As many married couples learn the hard way, the greater good can be found simply by listening to each other. That lesson in selflessness is also true for democracies, such as the fledgling one in Egypt, a nation now pivotal to the success of the Arab Spring.
On Tuesday, Egyptians officially began life under a mostly democratic constitution, nearly two years after the Tahrir Square revolution. But this remarkable feat for the Middle East was hardly a model in how opposing sides in a democracy should listen to each other. In fact, the US State Department issued a stern warning to President Mohamed Morsi about “the urgent need to bridge divisions, build trust, and broaden support for the political process.”
Many of the steps on the way to the Constitution – whose bright spot includes regular elections – ignored the interests of Egypt’s various minorities, from liberal secularists to Coptic Christians. The dominant Muslim Brotherhood, whose party has won three national votes, fell for the notion that the majority should always get what it wants – a mistake that has been the undoing of many democracies.
“Democracy requires much more than simple majority rule,” said a US State Department spokesman, Patrick Ventrell.
Mr. Morsi, who resorted to temporary tyranny in order to railroad the Constitution, conceded in a speech Wednesday that he had made mistakes “here and there.” Only after his victory did he display greater sincerity toward including the opposition in the government.
“There is no alternative to a dialogue that is now a necessity,” he told Egyptians.
While the new charter passed with 63 percent of the ballots, voter turnout was low. Only 1 in 5 of eligible voters endorsed the draft document, reflecting a general disgust toward Morsi’s heavy-handed majoritarian rule. The Constitution itself includes vague protections for minorities while giving broad authority to unelected Islamic council.

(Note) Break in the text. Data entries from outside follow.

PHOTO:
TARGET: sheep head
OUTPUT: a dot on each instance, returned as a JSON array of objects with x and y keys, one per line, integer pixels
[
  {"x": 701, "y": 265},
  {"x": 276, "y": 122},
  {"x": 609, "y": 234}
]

Egypt is still learning that a republican democracy is merely a means – and the best one, at that – to define the public good. This requires a careful balancing between majority rule and minority rights, something that many Americans also fail to understand.

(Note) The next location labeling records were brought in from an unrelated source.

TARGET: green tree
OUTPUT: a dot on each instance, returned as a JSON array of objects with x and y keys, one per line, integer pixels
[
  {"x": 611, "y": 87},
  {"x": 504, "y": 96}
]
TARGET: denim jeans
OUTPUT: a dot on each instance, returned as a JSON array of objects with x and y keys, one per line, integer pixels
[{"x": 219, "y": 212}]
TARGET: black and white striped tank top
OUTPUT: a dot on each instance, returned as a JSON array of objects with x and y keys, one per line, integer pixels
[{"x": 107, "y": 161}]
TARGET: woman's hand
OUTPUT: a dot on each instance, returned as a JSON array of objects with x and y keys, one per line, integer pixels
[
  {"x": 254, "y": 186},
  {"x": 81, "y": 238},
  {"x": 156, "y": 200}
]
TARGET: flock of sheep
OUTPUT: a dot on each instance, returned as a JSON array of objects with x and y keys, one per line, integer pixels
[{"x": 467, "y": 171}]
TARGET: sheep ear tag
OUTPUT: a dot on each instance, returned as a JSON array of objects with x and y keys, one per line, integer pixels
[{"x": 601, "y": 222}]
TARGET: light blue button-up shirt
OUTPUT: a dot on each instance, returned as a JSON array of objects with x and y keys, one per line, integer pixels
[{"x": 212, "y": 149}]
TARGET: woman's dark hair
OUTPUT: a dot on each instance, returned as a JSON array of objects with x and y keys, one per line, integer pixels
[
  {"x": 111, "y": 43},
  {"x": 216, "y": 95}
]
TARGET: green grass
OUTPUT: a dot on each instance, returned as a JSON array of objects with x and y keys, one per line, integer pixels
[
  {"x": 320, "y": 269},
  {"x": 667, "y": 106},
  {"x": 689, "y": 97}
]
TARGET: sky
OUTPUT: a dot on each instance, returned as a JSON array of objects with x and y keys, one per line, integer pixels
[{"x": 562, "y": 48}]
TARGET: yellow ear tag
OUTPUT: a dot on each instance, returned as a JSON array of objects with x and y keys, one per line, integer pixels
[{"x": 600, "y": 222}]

Constitutions, by their very nature, are a way to set down operating principles to run a society, such as basic freedoms, that majorities cannot violate. They are humanity’s way of acknowledging a higher good than temporary individual or collective wants. They are an institutional force to find common ground.
America’s founders set up many obstacles to majority rule on purpose. George Washington, for example, defined the role of the Senate – where the two votes of tiny Rhode Island equal those of California – as the saucer to cool the hot tea of populist bills passed by the House. A president’s veto can be overridden only by supermajorities in Congress. And the Supreme Court stands guard to keep the majority from stepping on minority rights.

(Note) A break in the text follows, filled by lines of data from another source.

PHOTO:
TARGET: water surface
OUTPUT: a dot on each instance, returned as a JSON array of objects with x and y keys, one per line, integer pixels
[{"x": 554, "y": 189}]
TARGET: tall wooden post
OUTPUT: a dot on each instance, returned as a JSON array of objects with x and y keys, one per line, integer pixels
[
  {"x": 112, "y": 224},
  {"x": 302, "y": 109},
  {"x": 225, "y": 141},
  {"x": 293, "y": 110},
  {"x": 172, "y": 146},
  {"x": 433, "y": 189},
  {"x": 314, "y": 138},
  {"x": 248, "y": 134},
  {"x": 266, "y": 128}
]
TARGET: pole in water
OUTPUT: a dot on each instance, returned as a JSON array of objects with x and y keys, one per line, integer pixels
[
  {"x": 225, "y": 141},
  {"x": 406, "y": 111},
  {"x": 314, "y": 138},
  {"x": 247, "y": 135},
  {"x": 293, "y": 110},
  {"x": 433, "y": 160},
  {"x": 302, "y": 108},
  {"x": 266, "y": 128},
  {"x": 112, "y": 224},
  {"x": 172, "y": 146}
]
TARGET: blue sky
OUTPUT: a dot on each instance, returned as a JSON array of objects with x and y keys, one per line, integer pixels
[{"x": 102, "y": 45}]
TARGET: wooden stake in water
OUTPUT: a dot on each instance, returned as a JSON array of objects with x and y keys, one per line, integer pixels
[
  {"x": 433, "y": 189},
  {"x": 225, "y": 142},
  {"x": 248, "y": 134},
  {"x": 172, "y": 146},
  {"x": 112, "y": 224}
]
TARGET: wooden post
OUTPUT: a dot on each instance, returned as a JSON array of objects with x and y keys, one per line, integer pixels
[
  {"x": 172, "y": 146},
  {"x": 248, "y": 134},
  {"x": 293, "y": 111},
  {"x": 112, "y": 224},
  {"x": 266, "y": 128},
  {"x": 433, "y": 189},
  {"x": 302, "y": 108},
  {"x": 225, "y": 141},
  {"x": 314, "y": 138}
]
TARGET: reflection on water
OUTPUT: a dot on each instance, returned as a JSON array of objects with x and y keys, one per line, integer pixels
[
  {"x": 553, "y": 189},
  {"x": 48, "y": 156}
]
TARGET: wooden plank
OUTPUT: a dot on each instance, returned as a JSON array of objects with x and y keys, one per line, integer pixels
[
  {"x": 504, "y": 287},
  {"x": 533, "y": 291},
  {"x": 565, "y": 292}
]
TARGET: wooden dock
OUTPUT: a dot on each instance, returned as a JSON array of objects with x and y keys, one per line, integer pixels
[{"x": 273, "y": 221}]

Democracy would also fail if a minority could also command a veto power in every case. Each country must find a solution to the tension between its majorities and minorities as well as between a constitution and the results of elections.
In Egypt’s case, the dominant Islamists have only begun to accept legal protections for non-Muslims based on a concept of citizenship for all. For Islam’s sake, this is the right course. A recent Pew Research Center poll found a majority or substantial minority of people in the Middle East and North Africa believe it is possible to interpret Islam’s teachings in multiple ways.
And as democracy advances in the region, a international group of leading Muslim scholars is leading an effort to define an Islamic basis for citizenship and the rights of minorities.
Democracy cannot consist only of two wolves and sheep deciding what to have for dinner. Listening to others in a democracy helps raise individuals out of themselves in hopes of grander visions of the common good. If Egypt can succeed in that, others in the Arab world may follow.